Je lui bourre mon coude dans le ventre gentiment. Il fait mine de souffrir le martyre.
- Alors, ces caméras ?
- Tu vas rire. Elles n'ont rien enregistrées, hormis ce que tu viens de faire. Quand je t'ai vu sur les écrans, je suis descendu. Pas assez vite visiblement.
- C'est bon, je vais de la payer la réparation. Arrête de me rabattre les oreilles avec ça. Comment c'est possible ?
- Quoi ?
- Ben qu'elles ne filment pas le passage ou tu te fais agresser.
- Elles filment normalement, et d'un coup, tout est brouillé.
- Attend, tu rigoles ?
- Je suis des plus sérieux. La dernière chose qu'on voit, c'est la discussion que j'ai avec Alicia Guerréor. Je reçois un appel, on la voit monter dans sa voiture, puis plus rien.
- Encore elle ! Décidément, à chaque fois qu'il y a un problème de caméras, elle est dans le coin.
- Je ne crois pas qu'elle y soit pour quelque chose.
- T'es sérieux ? Elle est toujours là. Son patron se fait agresser, problème de caméras. Qui arrive quelques minutes après : Alicia Guerréor ! Tu te fais agresser, rebelote, problème de caméras et elle est encore là !
- Ok, mais réfléchit ! Si elle est responsable, pourquoi apparaître à chaque fois ?
- C'est simple : avec ton raisonnement, elle est innocente. Elle joue sur le fait que si elle était coupable, on ne la verrait pas. Ni vu ni connu, j't'embrouille !
- Tu insinues qu'elle se montrerait sur les caméras pour s'innocenter ? Parce que ça serait trop prévisible de ne pas se faire voir ! C'est pervers comme raisonnement. En plus, qu'aurait-elle à y gagner ?
- L'assurance vie de son mari : la coquette somme de 500000€ !

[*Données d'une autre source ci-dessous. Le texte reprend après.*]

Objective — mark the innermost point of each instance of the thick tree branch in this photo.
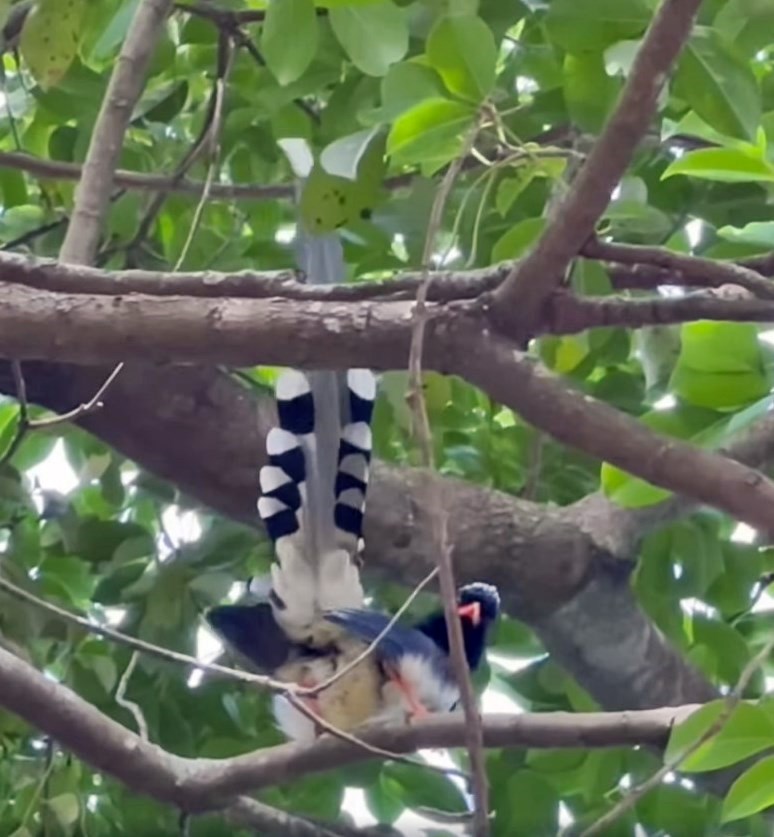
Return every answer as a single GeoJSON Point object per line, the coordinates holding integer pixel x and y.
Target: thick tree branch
{"type": "Point", "coordinates": [568, 314]}
{"type": "Point", "coordinates": [92, 195]}
{"type": "Point", "coordinates": [49, 275]}
{"type": "Point", "coordinates": [207, 435]}
{"type": "Point", "coordinates": [520, 298]}
{"type": "Point", "coordinates": [92, 329]}
{"type": "Point", "coordinates": [198, 785]}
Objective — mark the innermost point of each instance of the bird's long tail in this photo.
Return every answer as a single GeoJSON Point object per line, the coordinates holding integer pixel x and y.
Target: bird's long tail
{"type": "Point", "coordinates": [314, 488]}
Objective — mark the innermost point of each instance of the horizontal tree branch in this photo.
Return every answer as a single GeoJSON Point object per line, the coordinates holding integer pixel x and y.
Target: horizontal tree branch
{"type": "Point", "coordinates": [198, 428]}
{"type": "Point", "coordinates": [689, 269]}
{"type": "Point", "coordinates": [59, 170]}
{"type": "Point", "coordinates": [50, 275]}
{"type": "Point", "coordinates": [198, 785]}
{"type": "Point", "coordinates": [94, 329]}
{"type": "Point", "coordinates": [569, 314]}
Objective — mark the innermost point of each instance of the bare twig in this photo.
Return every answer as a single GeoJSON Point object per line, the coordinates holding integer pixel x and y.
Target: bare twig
{"type": "Point", "coordinates": [58, 170]}
{"type": "Point", "coordinates": [94, 403]}
{"type": "Point", "coordinates": [92, 194]}
{"type": "Point", "coordinates": [636, 793]}
{"type": "Point", "coordinates": [25, 423]}
{"type": "Point", "coordinates": [423, 434]}
{"type": "Point", "coordinates": [693, 268]}
{"type": "Point", "coordinates": [518, 301]}
{"type": "Point", "coordinates": [204, 141]}
{"type": "Point", "coordinates": [211, 140]}
{"type": "Point", "coordinates": [140, 645]}
{"type": "Point", "coordinates": [130, 705]}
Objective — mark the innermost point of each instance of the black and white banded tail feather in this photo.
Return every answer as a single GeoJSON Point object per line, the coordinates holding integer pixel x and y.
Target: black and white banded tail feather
{"type": "Point", "coordinates": [313, 494]}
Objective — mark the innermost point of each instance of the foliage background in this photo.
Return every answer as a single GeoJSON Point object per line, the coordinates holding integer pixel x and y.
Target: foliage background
{"type": "Point", "coordinates": [85, 528]}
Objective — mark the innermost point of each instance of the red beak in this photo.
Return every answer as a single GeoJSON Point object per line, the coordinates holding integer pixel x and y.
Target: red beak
{"type": "Point", "coordinates": [470, 611]}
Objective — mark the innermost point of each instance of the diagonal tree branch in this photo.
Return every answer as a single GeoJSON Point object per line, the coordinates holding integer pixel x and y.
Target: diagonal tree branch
{"type": "Point", "coordinates": [92, 195]}
{"type": "Point", "coordinates": [88, 329]}
{"type": "Point", "coordinates": [554, 566]}
{"type": "Point", "coordinates": [518, 301]}
{"type": "Point", "coordinates": [198, 785]}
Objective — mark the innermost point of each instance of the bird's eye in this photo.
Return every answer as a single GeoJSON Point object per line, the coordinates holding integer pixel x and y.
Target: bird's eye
{"type": "Point", "coordinates": [470, 611]}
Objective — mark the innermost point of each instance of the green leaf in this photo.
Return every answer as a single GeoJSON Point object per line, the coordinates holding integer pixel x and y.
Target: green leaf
{"type": "Point", "coordinates": [374, 36]}
{"type": "Point", "coordinates": [342, 157]}
{"type": "Point", "coordinates": [589, 91]}
{"type": "Point", "coordinates": [747, 731]}
{"type": "Point", "coordinates": [421, 788]}
{"type": "Point", "coordinates": [580, 25]}
{"type": "Point", "coordinates": [718, 85]}
{"type": "Point", "coordinates": [518, 239]}
{"type": "Point", "coordinates": [753, 791]}
{"type": "Point", "coordinates": [432, 130]}
{"type": "Point", "coordinates": [330, 201]}
{"type": "Point", "coordinates": [747, 24]}
{"type": "Point", "coordinates": [462, 49]}
{"type": "Point", "coordinates": [49, 39]}
{"type": "Point", "coordinates": [720, 365]}
{"type": "Point", "coordinates": [406, 85]}
{"type": "Point", "coordinates": [65, 808]}
{"type": "Point", "coordinates": [289, 38]}
{"type": "Point", "coordinates": [723, 164]}
{"type": "Point", "coordinates": [758, 233]}
{"type": "Point", "coordinates": [541, 815]}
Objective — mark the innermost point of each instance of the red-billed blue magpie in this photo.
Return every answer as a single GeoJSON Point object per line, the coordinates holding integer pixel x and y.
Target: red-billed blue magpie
{"type": "Point", "coordinates": [312, 621]}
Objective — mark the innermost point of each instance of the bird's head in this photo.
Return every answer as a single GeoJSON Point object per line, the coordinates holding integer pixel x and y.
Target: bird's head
{"type": "Point", "coordinates": [478, 604]}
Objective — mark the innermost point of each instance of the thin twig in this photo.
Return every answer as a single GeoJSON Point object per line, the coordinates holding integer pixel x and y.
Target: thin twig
{"type": "Point", "coordinates": [145, 647]}
{"type": "Point", "coordinates": [518, 301]}
{"type": "Point", "coordinates": [635, 794]}
{"type": "Point", "coordinates": [130, 705]}
{"type": "Point", "coordinates": [22, 420]}
{"type": "Point", "coordinates": [212, 140]}
{"type": "Point", "coordinates": [421, 428]}
{"type": "Point", "coordinates": [92, 195]}
{"type": "Point", "coordinates": [90, 406]}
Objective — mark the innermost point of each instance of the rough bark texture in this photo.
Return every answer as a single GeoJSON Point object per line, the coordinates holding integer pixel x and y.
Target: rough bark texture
{"type": "Point", "coordinates": [199, 429]}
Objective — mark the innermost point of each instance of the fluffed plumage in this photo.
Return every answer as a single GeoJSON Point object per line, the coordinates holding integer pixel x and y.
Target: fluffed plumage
{"type": "Point", "coordinates": [416, 661]}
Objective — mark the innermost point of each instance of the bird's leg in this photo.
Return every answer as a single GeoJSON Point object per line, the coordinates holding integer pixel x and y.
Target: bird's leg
{"type": "Point", "coordinates": [417, 709]}
{"type": "Point", "coordinates": [307, 681]}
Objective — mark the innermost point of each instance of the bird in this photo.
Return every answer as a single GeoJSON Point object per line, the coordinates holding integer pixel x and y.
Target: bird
{"type": "Point", "coordinates": [311, 621]}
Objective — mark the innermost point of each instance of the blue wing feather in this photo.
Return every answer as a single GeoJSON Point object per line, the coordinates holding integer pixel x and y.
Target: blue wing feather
{"type": "Point", "coordinates": [366, 625]}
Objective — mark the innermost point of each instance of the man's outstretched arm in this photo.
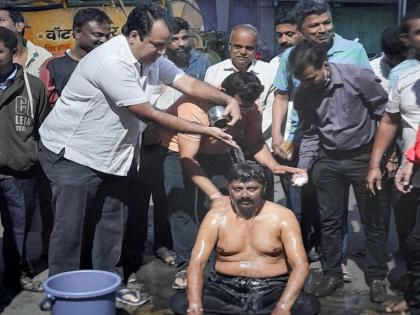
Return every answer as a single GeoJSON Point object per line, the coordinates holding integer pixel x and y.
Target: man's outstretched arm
{"type": "Point", "coordinates": [296, 257]}
{"type": "Point", "coordinates": [206, 241]}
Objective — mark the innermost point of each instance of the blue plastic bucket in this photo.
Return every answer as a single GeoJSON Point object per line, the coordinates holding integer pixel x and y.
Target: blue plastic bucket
{"type": "Point", "coordinates": [82, 292]}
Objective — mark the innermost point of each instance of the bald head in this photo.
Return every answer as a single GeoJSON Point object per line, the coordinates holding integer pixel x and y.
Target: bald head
{"type": "Point", "coordinates": [242, 46]}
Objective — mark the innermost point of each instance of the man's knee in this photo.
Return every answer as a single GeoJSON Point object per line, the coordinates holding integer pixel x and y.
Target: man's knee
{"type": "Point", "coordinates": [178, 303]}
{"type": "Point", "coordinates": [306, 304]}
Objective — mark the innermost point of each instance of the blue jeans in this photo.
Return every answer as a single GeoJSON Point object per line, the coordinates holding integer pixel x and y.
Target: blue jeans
{"type": "Point", "coordinates": [332, 177]}
{"type": "Point", "coordinates": [79, 194]}
{"type": "Point", "coordinates": [412, 293]}
{"type": "Point", "coordinates": [17, 199]}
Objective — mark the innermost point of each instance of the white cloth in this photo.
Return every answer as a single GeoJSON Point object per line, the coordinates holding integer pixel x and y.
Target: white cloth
{"type": "Point", "coordinates": [36, 57]}
{"type": "Point", "coordinates": [263, 70]}
{"type": "Point", "coordinates": [91, 120]}
{"type": "Point", "coordinates": [404, 98]}
{"type": "Point", "coordinates": [381, 70]}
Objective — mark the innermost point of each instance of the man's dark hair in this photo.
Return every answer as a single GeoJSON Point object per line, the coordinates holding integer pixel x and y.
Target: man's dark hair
{"type": "Point", "coordinates": [412, 15]}
{"type": "Point", "coordinates": [306, 54]}
{"type": "Point", "coordinates": [180, 24]}
{"type": "Point", "coordinates": [304, 8]}
{"type": "Point", "coordinates": [391, 43]}
{"type": "Point", "coordinates": [284, 17]}
{"type": "Point", "coordinates": [8, 38]}
{"type": "Point", "coordinates": [244, 84]}
{"type": "Point", "coordinates": [84, 16]}
{"type": "Point", "coordinates": [143, 16]}
{"type": "Point", "coordinates": [247, 171]}
{"type": "Point", "coordinates": [17, 17]}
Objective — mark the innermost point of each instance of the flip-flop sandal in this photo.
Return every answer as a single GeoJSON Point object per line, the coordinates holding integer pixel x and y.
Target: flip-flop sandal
{"type": "Point", "coordinates": [167, 256]}
{"type": "Point", "coordinates": [31, 285]}
{"type": "Point", "coordinates": [398, 306]}
{"type": "Point", "coordinates": [131, 297]}
{"type": "Point", "coordinates": [180, 281]}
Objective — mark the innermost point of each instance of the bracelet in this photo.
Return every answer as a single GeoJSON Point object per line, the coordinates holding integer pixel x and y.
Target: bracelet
{"type": "Point", "coordinates": [215, 196]}
{"type": "Point", "coordinates": [190, 310]}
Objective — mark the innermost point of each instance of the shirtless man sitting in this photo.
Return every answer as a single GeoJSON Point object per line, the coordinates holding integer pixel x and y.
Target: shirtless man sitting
{"type": "Point", "coordinates": [256, 242]}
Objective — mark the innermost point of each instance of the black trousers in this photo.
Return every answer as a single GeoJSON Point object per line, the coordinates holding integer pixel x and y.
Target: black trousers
{"type": "Point", "coordinates": [412, 293]}
{"type": "Point", "coordinates": [239, 295]}
{"type": "Point", "coordinates": [80, 193]}
{"type": "Point", "coordinates": [332, 177]}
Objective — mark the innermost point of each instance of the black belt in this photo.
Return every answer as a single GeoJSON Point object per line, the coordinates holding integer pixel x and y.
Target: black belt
{"type": "Point", "coordinates": [346, 154]}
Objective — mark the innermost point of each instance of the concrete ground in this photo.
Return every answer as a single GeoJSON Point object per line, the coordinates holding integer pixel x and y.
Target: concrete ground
{"type": "Point", "coordinates": [156, 278]}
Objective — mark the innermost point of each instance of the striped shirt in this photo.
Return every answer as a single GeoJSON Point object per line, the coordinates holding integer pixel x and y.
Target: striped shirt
{"type": "Point", "coordinates": [342, 51]}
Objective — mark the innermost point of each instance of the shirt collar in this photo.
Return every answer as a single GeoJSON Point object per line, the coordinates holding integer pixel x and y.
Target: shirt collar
{"type": "Point", "coordinates": [337, 45]}
{"type": "Point", "coordinates": [9, 80]}
{"type": "Point", "coordinates": [229, 66]}
{"type": "Point", "coordinates": [335, 76]}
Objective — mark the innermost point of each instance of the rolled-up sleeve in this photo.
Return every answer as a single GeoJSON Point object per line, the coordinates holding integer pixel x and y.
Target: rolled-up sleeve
{"type": "Point", "coordinates": [373, 94]}
{"type": "Point", "coordinates": [309, 146]}
{"type": "Point", "coordinates": [119, 81]}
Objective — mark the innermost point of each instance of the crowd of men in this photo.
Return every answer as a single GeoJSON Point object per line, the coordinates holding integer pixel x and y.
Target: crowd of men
{"type": "Point", "coordinates": [91, 134]}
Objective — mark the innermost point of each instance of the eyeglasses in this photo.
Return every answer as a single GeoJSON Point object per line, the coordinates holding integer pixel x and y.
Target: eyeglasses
{"type": "Point", "coordinates": [240, 47]}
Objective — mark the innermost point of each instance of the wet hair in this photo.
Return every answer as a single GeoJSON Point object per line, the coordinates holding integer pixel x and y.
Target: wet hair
{"type": "Point", "coordinates": [247, 171]}
{"type": "Point", "coordinates": [285, 18]}
{"type": "Point", "coordinates": [143, 16]}
{"type": "Point", "coordinates": [247, 27]}
{"type": "Point", "coordinates": [305, 8]}
{"type": "Point", "coordinates": [306, 54]}
{"type": "Point", "coordinates": [8, 38]}
{"type": "Point", "coordinates": [84, 16]}
{"type": "Point", "coordinates": [412, 15]}
{"type": "Point", "coordinates": [180, 24]}
{"type": "Point", "coordinates": [391, 43]}
{"type": "Point", "coordinates": [244, 84]}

- Sauf que t'as oublié un détail.
- Lequel ?
- Elle ne toucherait rien. Si son mari était mort sur le coup dans l'accident, elle aurait touché. Mais là, si son mari décède après dix ans de coma, elle aurait quedal.
- Là, c'est toi qui dois l'expliquer.
- Tu sais les petites lignes dans les contrats d'assurance. Si tu ne les lis pas, tu te fais baguer. Son contrat stipule qu'elle touche le dividende en cas de mort accidentelle, de maladie, genre cancer ou autres. Mais pas en cas de rupture du système d'assistance de vie.
- Et pourtant elle a quand même signé pour qu'on le débranche ?
- Oui, à cause du coup. Elle ne vit plus. Elle travaille plus que nous deux pour pouvoir payer les soins. Alors, je te repose la question : quel serait son intérêt ?
- Faut que je réfléchisse. On va avoir du temps.
- T'as l'accord pour la planque ?
- Tu ne m'as pas laissé négocier avec le boss pour rien.
- Je prends une chemise dans mon coffre, et on y va.
Je savais que Mike ne laisserait pas sa voiture dans cet état, dans ce parking. Nous avons pris chacun notre voiture, étape au garage de monsieur. Heureusement qu'il connaît bien le patron, je m'en sortirais qu'avec le minimum. Une fois dans ma voiture, nous avons pris la direction de l'hôtel. Nous nous sommes garés sur le parking, entre deux voitures, pile au bon angle pour voir arriver notre proie. Mike n'avait pas eu le temps de passer chez lui pour prendre du café et de quoi manger. Du coup, il veut appeler sa femme pour ne pas qu'elle s'inquiète.
- Allô, chérie, écoute, je dois...
- Bonsoir Inspecteur Égala. Désolé, votre femme ne peut pas vous répondre.